Daha ucuz ve sınıf geçme garantisi olanlara yöneldiler. İşte orada devreye ’’ Sürümden kazanmak ’’ Anlayışıyla hareket eden ve senelik ücretlerini 1800 Tl ye kadar indiren özel liseler girdi. Ucuz etin yahnisi olamayacağını pek çok veli idrak edemedi maalesef. Bu vesileyle tüm velilere bir uyarıda da bulunayım: Eğer çocuğunuzu bir özel okulda okutuyorsanız ve o özel okulun yıllık ücreti şu anın parasıyla 10.000 Tlnin altındaysa ( Servis- yemek hariç ) O okuldan eğitim öğretim adına çok şey beklemeyin. Çünkü ben en son görevimi böyle bir okulda hem de idareci olarak yaptım maalesef.
Evet 2012-2013 Öğretim yılında bizim okul aynı zamanda Anadolu lisesi olarak da açıldı. Açılmasına açıldı ama açılışta çok çok geciktiğimiz ve iyi bir reklam yapamadığımız için, ayrıca ne servisimiz, ne yemeğimiz olmadığından, bunları bırakın hani okul ful kadro dolsa öğrencilerin teneffüse çıkacakları doğru dürüst bir bahçemiz bile olmadığından öğrenci toplayamadık. Sadece iki öğrenci ile açtık okulu. Bu öğrencilerden bir tanesi 9. sınıfta, on bir dersten sınıfta kalmış biri, yani bizim okulda sınıf tekrarı yapacak bir öğrenci, diğeri ise orta okulu bitirmiş ama senelerce okumaya ara vermiş bir genç..Normalde onu alamayız öğrenimine ara verdiği için, ama alındı.
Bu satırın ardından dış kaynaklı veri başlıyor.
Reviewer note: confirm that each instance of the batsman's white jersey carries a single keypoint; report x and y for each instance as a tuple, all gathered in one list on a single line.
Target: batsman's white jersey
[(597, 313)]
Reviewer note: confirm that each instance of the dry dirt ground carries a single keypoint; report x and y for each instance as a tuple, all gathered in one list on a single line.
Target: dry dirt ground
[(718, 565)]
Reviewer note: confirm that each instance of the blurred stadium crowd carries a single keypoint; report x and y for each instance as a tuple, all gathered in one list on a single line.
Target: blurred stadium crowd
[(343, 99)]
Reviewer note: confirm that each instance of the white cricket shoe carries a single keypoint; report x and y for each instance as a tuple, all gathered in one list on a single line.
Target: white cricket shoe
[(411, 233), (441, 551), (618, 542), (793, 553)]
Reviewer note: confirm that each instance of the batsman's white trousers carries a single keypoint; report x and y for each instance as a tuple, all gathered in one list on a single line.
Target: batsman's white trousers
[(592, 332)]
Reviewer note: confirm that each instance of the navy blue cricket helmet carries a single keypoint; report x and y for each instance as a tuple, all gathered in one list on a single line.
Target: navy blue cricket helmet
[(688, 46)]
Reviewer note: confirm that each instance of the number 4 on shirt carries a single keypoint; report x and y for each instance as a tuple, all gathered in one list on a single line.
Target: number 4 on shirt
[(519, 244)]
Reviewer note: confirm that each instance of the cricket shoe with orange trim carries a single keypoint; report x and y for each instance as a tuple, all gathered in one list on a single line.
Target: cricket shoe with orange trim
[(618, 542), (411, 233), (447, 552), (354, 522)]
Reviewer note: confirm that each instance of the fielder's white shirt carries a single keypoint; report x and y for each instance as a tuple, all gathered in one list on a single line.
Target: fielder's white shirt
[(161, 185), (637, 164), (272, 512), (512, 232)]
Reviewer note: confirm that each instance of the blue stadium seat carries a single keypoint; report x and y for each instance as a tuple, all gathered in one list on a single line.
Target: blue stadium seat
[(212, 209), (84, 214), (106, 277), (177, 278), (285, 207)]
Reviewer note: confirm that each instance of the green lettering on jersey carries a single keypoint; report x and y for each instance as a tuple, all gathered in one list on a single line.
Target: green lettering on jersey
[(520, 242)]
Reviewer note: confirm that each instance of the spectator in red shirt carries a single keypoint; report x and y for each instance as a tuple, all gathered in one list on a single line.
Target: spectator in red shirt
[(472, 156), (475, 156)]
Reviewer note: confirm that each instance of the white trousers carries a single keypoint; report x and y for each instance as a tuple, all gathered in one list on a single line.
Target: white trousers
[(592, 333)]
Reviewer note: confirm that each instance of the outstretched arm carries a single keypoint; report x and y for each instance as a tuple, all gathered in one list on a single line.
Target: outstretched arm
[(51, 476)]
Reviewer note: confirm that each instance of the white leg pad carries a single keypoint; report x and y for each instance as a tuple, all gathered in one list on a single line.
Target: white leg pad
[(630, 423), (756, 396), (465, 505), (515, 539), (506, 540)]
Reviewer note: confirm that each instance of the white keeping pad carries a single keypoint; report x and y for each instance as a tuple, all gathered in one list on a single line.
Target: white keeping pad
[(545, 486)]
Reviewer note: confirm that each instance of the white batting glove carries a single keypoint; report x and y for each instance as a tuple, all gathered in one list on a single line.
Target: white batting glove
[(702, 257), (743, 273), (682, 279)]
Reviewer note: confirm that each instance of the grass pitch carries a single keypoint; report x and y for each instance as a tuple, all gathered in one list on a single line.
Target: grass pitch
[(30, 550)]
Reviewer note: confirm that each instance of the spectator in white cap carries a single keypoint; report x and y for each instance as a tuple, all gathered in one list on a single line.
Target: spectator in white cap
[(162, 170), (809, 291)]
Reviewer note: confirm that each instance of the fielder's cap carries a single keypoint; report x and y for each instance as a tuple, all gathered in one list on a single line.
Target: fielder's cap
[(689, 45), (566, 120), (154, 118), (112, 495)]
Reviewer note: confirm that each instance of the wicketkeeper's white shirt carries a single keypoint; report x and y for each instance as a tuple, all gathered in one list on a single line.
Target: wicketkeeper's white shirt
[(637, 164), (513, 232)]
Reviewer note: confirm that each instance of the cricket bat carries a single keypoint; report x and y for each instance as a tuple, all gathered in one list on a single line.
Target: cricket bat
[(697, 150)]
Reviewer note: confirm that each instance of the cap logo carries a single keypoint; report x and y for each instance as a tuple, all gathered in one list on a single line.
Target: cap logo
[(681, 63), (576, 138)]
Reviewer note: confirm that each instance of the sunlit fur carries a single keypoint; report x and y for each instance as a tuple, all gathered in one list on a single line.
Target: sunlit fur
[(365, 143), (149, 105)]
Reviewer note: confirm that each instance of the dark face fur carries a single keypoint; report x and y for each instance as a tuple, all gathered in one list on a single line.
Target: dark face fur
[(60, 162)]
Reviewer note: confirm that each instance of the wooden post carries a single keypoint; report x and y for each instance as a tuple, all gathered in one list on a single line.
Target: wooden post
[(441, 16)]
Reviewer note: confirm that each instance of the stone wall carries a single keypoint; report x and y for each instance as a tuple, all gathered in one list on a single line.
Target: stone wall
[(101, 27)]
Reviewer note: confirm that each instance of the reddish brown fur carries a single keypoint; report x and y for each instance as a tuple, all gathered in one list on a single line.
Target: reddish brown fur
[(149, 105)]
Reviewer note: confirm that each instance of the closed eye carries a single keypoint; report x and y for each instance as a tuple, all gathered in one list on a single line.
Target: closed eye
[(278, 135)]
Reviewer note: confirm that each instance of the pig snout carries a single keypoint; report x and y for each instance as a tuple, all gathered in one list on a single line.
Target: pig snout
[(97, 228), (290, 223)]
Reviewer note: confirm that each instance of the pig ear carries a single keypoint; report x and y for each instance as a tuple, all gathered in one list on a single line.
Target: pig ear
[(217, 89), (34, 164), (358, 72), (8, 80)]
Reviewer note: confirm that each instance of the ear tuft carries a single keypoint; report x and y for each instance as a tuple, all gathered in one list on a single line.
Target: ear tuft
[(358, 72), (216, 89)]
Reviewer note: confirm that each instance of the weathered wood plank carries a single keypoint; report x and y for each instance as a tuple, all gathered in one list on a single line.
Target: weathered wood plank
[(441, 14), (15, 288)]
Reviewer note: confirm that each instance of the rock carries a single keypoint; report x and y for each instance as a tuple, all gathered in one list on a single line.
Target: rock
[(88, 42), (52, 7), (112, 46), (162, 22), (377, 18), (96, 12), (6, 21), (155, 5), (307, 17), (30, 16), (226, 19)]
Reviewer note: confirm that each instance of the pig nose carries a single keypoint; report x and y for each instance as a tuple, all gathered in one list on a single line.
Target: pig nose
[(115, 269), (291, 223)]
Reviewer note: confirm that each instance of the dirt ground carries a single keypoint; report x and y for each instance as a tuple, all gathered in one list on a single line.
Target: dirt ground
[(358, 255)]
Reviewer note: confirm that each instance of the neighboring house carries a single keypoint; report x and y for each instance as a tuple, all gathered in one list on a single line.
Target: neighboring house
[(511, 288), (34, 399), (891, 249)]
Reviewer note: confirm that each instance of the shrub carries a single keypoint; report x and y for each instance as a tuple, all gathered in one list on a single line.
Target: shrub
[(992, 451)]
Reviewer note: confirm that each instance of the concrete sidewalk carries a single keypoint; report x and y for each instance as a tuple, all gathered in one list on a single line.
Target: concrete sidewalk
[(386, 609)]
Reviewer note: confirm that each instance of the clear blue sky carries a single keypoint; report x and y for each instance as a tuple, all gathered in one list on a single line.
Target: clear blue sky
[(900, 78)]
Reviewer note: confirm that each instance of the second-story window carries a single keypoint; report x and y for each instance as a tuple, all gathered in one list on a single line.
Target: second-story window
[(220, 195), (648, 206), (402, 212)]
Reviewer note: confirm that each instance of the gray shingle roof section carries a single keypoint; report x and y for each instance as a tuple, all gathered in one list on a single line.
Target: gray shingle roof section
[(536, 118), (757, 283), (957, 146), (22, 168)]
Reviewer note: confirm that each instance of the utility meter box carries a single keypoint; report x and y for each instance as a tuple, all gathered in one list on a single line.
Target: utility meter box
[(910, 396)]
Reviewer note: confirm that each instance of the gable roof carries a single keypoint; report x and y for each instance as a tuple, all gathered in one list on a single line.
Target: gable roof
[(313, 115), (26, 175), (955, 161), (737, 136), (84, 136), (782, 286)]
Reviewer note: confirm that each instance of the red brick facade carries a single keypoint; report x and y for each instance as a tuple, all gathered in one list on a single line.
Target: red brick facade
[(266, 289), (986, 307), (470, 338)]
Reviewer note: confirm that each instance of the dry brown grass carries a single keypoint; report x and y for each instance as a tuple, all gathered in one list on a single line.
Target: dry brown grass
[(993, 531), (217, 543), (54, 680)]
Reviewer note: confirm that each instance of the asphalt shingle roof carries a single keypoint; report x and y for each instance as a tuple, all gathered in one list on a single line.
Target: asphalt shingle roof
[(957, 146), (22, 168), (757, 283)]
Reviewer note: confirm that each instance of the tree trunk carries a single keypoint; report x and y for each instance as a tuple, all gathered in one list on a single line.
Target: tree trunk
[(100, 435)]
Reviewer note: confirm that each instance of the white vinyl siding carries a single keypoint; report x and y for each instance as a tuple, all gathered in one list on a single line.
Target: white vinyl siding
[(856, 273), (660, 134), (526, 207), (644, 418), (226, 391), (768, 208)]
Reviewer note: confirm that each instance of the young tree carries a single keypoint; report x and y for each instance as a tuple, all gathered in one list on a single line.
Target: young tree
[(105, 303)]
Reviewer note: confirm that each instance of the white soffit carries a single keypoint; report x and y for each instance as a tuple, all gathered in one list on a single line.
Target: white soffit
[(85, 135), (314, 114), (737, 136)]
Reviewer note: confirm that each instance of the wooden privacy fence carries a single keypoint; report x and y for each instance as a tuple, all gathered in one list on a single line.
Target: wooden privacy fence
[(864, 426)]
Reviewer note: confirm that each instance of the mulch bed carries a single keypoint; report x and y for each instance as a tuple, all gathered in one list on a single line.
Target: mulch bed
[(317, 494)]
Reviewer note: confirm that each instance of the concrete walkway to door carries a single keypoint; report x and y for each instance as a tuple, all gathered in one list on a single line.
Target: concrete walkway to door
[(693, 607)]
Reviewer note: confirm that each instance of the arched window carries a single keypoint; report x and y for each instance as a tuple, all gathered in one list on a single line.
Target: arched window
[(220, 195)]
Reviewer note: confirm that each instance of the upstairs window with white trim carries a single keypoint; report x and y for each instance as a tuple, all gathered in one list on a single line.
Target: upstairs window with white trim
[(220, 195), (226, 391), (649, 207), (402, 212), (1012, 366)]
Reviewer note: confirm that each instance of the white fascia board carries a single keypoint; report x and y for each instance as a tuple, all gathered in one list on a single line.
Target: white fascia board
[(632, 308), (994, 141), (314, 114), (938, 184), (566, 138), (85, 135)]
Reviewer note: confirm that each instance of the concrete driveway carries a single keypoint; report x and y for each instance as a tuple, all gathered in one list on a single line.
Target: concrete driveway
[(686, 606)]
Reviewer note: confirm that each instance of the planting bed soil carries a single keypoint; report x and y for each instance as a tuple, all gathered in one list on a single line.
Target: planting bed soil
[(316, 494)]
Eğitim öğretime bu iki öğrenciyle başladık. 1. Dönemin sonlarına doğru biri 9. sınıf, diğeri 11. sınıf olmak üzere iki öğrenci daha geldi naklen...Biri düz liseden geliyor, ötekisi ise meslek lisesinden...Normalde alamazsınız. Çünkü Anadolu liselerinin ara sınıflarına ancak Anadolu liselerinden nakil yapılır. Yani 11. sınıf öğrencisinin bizim okula naklen gelmesi tamamen yönetmeliklere aykırı bir durum.Ancak özel okullar yönetmeliğinde de şöyle bir hüküm geçiyor: ’’ Özel yönetmeliği olan özel okullar kendi yönetemeliklerine göre öğrenci alırlar’’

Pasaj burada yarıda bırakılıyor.